Connue pour ses sculptures molles et fantaisistes requérant un long travail, Koh a fait un détour vers la bidimensionnalité seulement très récemment. Réalisées pour la plupart pendant l’année stressante de pandémie, ces œuvres suivent une oscillation familière entre désespoir et optimisme. On voit la protagoniste de Koh allongée dans un champ de fleurs, mais aussi tirer sur sa cigarette comme une maniaque ou ausculter son unique œil de Cyclope, injecté de sang et exténué. Le tableau It’s Ok la trouve montant un mystérieux escalier, exhalant la fumée, cherchant à se rassurer et le spectateur avec, tandis que l’obscurité s’insinue de tous les côtés.

La claustrophobie domestique de la quarantaine est contrebalancée par des moments de relative liberté : conduire une voiture la nuit, peindre un autoportrait tout en textotant avec des amis… des fantasmes d’évasion et de libération à l’ère du confinement et de l’isolement. L’un des plus étranges des nombreux dessins étranges présentés ici est Tree of Life : la femme-brocoli couchée dans une grotte ou une tombe sous un arbre, ses racines apparemment nourries par son corps vert. A-t-elle abandonné ? Ou est-elle simplement venue trouver un peu de paix et de calme, acceptant les cycles de la nature, c’est-à-dire que les choses se passent mal et que le monde continue malgré tout de tourner ?

Une émancipation et un érotisme sous-jacents parcourent également ces œuvres, même s’ils sont transmis avec une pointe d’humour pince-sans-rire. Break on Through par exemple imagine la femme-brocoli en boss brandissant une masse, détruisant un mur de briques laissant apparaître un mystérieux œil. Chaussée de cuissardes en cuir noir et d’un rouge à lèvres couleur feu, elle est puissante et féroce, n’ayant besoin de l’attention ou de l’approbation de personne. Son sex appeal est à la fois sérieux et ironique — comme un rappel d’une série antérieure de photos dans laquelle l’artiste posait nue, façon pin-up, à côté de ses propres sculptures.

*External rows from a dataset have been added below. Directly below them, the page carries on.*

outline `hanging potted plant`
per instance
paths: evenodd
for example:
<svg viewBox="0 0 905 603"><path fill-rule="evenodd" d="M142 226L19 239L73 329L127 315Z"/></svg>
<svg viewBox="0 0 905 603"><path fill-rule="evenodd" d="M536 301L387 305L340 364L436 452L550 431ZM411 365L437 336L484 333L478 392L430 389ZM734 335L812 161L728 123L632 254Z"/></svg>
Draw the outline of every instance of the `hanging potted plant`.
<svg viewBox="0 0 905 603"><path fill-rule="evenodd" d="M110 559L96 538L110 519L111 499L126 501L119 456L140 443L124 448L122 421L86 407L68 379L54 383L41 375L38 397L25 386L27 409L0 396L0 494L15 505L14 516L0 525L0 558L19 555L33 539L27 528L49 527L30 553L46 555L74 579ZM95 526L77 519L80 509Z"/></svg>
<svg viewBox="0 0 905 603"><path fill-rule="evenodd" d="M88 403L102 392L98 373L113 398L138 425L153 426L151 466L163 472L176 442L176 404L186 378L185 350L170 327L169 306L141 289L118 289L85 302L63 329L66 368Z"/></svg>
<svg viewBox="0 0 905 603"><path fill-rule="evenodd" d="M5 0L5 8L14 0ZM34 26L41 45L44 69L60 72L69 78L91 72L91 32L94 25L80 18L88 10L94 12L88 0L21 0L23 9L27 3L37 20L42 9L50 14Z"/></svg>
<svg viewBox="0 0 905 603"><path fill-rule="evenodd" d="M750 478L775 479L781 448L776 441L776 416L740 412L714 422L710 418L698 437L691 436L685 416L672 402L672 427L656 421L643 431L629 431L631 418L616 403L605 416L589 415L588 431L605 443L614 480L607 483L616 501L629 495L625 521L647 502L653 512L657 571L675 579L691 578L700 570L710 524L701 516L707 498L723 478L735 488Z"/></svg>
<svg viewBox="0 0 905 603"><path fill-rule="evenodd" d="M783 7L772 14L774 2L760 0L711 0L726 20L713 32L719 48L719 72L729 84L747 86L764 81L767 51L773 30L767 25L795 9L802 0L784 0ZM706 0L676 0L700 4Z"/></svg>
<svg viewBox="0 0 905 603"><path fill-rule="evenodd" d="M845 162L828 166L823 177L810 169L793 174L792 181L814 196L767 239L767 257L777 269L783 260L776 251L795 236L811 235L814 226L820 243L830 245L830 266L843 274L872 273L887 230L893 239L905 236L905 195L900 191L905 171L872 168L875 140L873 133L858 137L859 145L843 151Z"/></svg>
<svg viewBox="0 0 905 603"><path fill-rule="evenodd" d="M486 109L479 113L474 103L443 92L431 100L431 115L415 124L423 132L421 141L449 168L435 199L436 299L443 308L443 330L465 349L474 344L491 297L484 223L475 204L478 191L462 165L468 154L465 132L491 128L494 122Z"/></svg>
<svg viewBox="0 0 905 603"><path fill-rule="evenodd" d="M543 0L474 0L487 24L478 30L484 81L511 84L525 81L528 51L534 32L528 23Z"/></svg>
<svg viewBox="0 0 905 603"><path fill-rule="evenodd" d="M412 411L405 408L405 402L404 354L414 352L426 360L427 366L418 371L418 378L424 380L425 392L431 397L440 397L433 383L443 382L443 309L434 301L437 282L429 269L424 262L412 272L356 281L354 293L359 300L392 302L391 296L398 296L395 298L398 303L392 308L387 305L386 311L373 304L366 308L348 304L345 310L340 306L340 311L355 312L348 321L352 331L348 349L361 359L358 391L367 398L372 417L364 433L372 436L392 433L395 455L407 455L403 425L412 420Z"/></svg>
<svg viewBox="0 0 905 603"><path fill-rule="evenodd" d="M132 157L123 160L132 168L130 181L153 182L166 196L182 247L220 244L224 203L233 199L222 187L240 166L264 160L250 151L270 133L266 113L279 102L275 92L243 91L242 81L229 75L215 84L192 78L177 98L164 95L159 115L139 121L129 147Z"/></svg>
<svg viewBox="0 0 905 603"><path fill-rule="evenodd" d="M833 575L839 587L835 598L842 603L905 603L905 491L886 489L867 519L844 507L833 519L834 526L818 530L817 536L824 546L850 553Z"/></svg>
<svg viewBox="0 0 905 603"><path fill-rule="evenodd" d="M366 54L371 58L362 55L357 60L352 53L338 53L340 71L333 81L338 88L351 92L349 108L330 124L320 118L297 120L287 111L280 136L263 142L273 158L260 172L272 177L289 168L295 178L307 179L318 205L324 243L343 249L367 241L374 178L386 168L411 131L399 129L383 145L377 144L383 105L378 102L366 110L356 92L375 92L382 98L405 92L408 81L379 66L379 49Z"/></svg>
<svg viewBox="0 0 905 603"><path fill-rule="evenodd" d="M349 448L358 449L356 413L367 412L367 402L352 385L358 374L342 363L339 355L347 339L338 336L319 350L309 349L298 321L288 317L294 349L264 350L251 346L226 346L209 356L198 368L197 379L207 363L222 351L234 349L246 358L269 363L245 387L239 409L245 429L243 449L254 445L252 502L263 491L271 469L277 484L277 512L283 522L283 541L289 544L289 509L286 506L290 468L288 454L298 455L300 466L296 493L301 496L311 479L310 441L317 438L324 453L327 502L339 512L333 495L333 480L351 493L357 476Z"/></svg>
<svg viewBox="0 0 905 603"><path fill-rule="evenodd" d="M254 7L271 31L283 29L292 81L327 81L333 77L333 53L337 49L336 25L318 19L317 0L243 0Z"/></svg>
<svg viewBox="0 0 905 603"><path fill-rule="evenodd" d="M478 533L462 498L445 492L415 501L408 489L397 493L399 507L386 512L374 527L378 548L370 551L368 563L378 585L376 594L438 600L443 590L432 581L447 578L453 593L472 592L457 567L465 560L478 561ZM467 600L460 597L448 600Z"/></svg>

Comme les artistes Ellen Berkenblit ou Carroll Dunham, Koh emprunte la logique esthétique des bandes dessinées pour creuser un peu plus profond dans les vérités et les émotions universelles. Ces dessins et peintures sont, contre toute attente, touchants, à l’instar de Veggie Tales, par exemple, sous le prisme de la psychologie contemporaine et du soin à soi-même. « Mange tes brocolis » répètent les parents faisant pression sur leur enfant grincheux pour qu’il adopte de meilleures habitudes. Koh prend ce symbole archétypal de santé et le complique — elle le fait fumer à la chaîne, elle l’épuise. Ce brocoli n’est pas un modèle à suivre.

Il y a comment nous devrions vivre et comment nous vivons effectivement, et le gouffre entre les deux. L’un des aspects déconcertants et irritants du confinement concerne les opportunités qu’il était censé nous apporter pour nous améliorer sur un plan personnel. Certes, nous sommes coincés à la maison, sans emploi ou essayant désespérément de faire classe aux enfants à la maison — mais n’est-ce pas aussi le moment idéal pour commencer à faire du vélo d’appartement, se mettre à la pâtisserie ou apprendre le japonais ? Les scènes de la femme-brocoli dépeintes par Koh, seule et se débattant avec le quotidien, sont bien plus réalistes. Comme nous tous, elle s’est juste débrouillée — avec l’ennui, l’anxiété et le doute — et espère arriver de l’autre côté pas trop flétrie.

Scott Indrisek

Scott Indrisek est auteur et vit à Brooklyn. Il a été par le passé rédacteur en chef du magazine Modern Painters et rédacteur adjoint de Artsy. Ses écrits sont apparus ou paraissent dans GQ US, The Believer, Artforum, Garage, Bookforum et dans diverses autres publications. Il est également co-fondateur de Teen Party, un espace d’exposition dans un appartement de Bed-Stuy, Brooklyn, qui a été actif de 2016 à 2019.